Norway Rat 411
Not many people like rats, and nobody wants them in their house. Norway rats live everywhere outside and can enter your house at any time. Fortunately, this does not happen regularly. Generally, most Norway rat invasions happen during the fall season. This is not because of the cold weather outside, but because the plants and seeds on which these rodent pests feed outside are not available. Norway rats must then seek new sources of food. Unfortunately, one of such sources might be your home. Rats are exceptional climbers and can gain entry to your home through holes around pipe vents, wires entering your home, and through vents on your roof. Most garage doors also leave enough space for Norway rats to enter your home.
Norway Rat Characteristics
A Norway rat is brown in color with black speckles. Their bellies are gray to yellowish-white.
The droppings of an adult Norway rat are about 20 mm long. They are capsule-shaped.
Norway rats are always prepared for danger. They burrow holes with secret emergency exits. They can build anywhere from under concrete to garbage piles and railroad ridges. Naturally, they are adapted to flat and dry grassy lands.
Norway rats eat a wide range of foods. That does not they will eat anything, but they eat a lot of foods from dry dog food, fish, and meat. They tend to overeat and can consume a lot of food. These rodent pests will gnaw on anything in your house to get access to their food, even lead or plastic pipes.
The binge eating of Norway rats comes with a great deal of social time.
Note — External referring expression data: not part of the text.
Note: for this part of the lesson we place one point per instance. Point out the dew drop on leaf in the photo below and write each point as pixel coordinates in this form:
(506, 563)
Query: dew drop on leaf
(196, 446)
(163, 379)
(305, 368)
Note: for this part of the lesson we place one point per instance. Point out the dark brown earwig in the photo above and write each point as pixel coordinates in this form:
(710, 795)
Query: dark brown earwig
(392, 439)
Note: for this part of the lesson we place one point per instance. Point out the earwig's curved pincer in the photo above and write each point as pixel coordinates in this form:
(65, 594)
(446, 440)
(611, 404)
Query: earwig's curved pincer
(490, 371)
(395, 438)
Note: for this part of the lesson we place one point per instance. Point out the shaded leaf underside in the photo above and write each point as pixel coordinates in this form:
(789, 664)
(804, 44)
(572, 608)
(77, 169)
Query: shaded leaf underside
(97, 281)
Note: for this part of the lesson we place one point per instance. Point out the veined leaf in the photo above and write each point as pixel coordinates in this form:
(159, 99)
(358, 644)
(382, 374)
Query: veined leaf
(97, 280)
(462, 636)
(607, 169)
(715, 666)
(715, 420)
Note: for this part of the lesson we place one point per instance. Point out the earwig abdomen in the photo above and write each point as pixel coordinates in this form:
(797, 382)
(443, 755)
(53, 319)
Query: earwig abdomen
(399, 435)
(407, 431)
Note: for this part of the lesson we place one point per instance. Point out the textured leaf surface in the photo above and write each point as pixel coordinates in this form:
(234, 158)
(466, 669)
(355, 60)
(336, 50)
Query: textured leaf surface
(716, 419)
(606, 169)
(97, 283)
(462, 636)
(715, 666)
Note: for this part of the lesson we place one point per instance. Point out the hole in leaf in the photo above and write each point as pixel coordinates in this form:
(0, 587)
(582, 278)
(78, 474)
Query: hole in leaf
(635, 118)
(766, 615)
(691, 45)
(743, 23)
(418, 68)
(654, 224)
They are social animals that can work together to get a lot of chances for food. Their pregnancy takes three weeks, and a female Norway rat can get three to six pregnancies per year. Each pregnancy produces seven to eight young ones. The newborns produce hair after a week and are for three to four weeks. They have excellent vision and very keen senses. Norway rats are color-blind, nocturnal, and love to travel around.
Norway rats gnaw on structures and objects, eat stored human and pet food, and spread diseases through mites and fleas in their fur, bites, urine, and droppings.
Norway rats can invade your home by squeezing in openings as small as ½ inch.
Getting Rid of Norway Rats
Generally, the key to controlling Norway rats involves creating rodent-proof structures, eliminating their shelters, and sanitation. To identify Norway rats, look for burrows around your home. Tail-drag marks, footprints, droppings, and gnaw marks are signs that they have already entered your home.
Cleaning up debris will increase the chances of controlling the visiting rodents. Getting rid of Norway rat evidence allows examining of the invasion control. Removing excess storage and clutter allows the situation of control measures and the monitoring for population reduction. Elimination is a crucial aspect of rodent control in your home.
Hire a pest control professional to conduct a thorough inspection to identify the entry points and fix them. Preventing Norway rat entry into your home is the only way to accomplish long-term control in your home. Once you have repaired the entry points, you can use mechanical traps. Although rodenticides can be used, they are not recommended due to their potential health risks.